Prolog
EIN SEE BEI HUELGOAT, SOMMER 1930
Die Hitze lastete wie eine Glocke auf dem See. Still lag seine Oberfläche, ohne Bewegung, ohne Wellen, nur hie und da blitzte es in seiner Mitte kurz auf, wenn ein Fisch nach oben stieß, um ein Insekt zu schnappen. Die späte Nachmittagssonne spiegelte den Wald so deutlich auf dem Wasser, dass man jeden Ast, jedes Blatt, jeden Halm erkennen konnte. Brocéliande, der Zauberwald, war schweigsam wie der See.
»Ich halt es nicht aus«, rief Sema und wischte sich stöhnend die schweißnasse Stirn. »Ich zerfließe gleich. Ich platze vor Hitze …«
Die Zwölfjährige begann, die Bluse aufzuknöpfen. Schuhe und Socken hatten beide Mädchen längst von sich geworfen.
»Wir dürfen doch nicht …«, warf Maelle zögernd ein. »Wir haben keine Badeanzüge mit …«
Sema stand schon in Unterhemd und Höschen. Sie war obenherum noch platt wie ein Kind, kein bisschen Busen wollte ihr wachsen. Maelle, die nur ein Jahr älter war, hatte schon hübsche, spitze Hügelchen. Ganz plötzlich waren sie da gewesen, ein paar Tage hatte es nur gedauert, Sema hatte gesagt, man hätte dabei zusehen können.

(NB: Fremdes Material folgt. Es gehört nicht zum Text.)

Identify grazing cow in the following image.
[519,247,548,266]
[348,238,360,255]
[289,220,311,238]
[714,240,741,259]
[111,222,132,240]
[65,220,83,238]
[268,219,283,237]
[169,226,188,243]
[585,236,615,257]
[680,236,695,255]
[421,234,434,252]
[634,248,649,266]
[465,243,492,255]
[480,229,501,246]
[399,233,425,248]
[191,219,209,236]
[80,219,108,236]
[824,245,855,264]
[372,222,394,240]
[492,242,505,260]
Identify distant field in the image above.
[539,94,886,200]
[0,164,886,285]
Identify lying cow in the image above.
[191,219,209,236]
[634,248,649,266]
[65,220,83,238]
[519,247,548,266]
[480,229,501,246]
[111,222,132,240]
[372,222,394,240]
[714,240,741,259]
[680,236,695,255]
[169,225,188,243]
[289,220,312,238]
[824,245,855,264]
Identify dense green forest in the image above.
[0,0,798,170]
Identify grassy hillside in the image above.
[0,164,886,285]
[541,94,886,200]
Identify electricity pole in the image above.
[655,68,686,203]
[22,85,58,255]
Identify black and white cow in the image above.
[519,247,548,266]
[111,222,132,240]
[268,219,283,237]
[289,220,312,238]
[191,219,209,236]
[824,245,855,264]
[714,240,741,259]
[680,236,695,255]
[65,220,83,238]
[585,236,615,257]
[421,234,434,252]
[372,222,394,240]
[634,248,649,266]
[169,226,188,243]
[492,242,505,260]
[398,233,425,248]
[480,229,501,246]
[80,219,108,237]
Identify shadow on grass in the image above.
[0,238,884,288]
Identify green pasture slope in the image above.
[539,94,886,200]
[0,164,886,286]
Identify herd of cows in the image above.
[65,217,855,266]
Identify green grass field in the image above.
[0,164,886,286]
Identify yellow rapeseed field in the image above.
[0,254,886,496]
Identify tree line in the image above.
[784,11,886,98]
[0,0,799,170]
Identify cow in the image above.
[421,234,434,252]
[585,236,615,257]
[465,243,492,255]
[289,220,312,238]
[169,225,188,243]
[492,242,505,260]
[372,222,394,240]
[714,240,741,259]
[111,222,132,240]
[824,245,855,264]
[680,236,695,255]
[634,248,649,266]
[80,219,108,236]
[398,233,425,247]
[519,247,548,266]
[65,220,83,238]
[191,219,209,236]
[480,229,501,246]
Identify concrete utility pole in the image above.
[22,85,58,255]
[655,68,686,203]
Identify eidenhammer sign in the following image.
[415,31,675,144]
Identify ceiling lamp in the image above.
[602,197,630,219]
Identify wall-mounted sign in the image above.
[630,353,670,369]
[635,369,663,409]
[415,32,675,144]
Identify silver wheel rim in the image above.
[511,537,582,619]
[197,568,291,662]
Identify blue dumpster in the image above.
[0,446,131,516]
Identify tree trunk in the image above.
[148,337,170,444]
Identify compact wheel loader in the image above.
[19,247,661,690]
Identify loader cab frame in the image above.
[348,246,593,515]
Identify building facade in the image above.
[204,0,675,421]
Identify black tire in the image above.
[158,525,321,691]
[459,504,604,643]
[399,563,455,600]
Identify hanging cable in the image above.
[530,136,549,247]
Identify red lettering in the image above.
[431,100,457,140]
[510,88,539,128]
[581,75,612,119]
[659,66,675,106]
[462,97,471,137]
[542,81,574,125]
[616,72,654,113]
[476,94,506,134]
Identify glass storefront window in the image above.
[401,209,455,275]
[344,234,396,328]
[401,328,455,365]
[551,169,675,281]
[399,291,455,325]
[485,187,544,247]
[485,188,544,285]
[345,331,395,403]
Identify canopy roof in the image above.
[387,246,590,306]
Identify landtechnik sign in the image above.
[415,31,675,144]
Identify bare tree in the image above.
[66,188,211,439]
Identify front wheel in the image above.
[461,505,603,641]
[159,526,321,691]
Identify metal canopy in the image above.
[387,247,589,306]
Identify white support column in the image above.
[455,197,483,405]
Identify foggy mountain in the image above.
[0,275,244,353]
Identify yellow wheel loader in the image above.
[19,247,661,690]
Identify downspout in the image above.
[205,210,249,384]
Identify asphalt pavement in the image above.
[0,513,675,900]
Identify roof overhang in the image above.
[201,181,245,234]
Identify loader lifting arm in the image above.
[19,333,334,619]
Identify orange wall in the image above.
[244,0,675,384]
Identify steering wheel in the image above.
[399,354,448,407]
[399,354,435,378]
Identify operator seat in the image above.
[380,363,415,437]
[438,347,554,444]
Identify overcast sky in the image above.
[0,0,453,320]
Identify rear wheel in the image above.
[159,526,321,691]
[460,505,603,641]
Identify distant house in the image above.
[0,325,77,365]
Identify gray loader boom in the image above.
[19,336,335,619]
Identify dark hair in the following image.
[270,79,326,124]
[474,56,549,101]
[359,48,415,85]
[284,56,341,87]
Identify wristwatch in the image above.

»Ach was – Badeanzüge«, meinte Sema verächtlich. »Nur ganz schnell hineinlaufen und abkühlen. Und dann wieder anziehen. Oder hast du etwa Angst, die Wasserfee holt dich?«
»Quatsch!«
»Na also. Und danach essen wir den Kuchen, ja?«
Der Pardon, die Prozession zu Ehren der heiligen Anna, hatte den ganzen Tag gedauert. Es war unfassbar heiß und staubig gewesen, die Frauen in ihren schwarzen Trachten mit den weißen Hauben waren in der Hitze fast verglüht. Zwei waren ohnmächtig geworden, die alte Anne Seznec und Joanna Prigent, die im vierten Monat schwanger war. Nachdem sich alle auf dem Dorfplatz vor der Kirche an den langen Tisch gesetzt und Kaffee getrunken hatten, waren die Jugendlichen einer nach dem anderen verschwunden, um eigene Wege zu gehen.
Maelle ließ den Blick am Seeufer entlangschweifen. Eichen und Buchen reckten ihre Äste bis zum Wasser hin. Drüben, wo die Ruinen des Klosters in den See hineinragten, gab es schlanke Weiden. Dahinter blühten roséfarbene und weiße Hortensien, die längst verblichene Nonnen im Klosterhof gepflanzt hatten. Die Klosterruine war ein verfluchter Ort. In der Nacht, so hieß es, gingen dort ruhelose Seelen um.
Sema hatte ihr blondes Wuschelhaar hochgebunden und lief jetzt nackt, wie Gott sie geschaffen hatte, in den See hinein. Es ging nicht ohne Gekreisch und Gespritze, denn obwohl das Ufer hier flach war, gab es Steine, über die man stolpern konnte.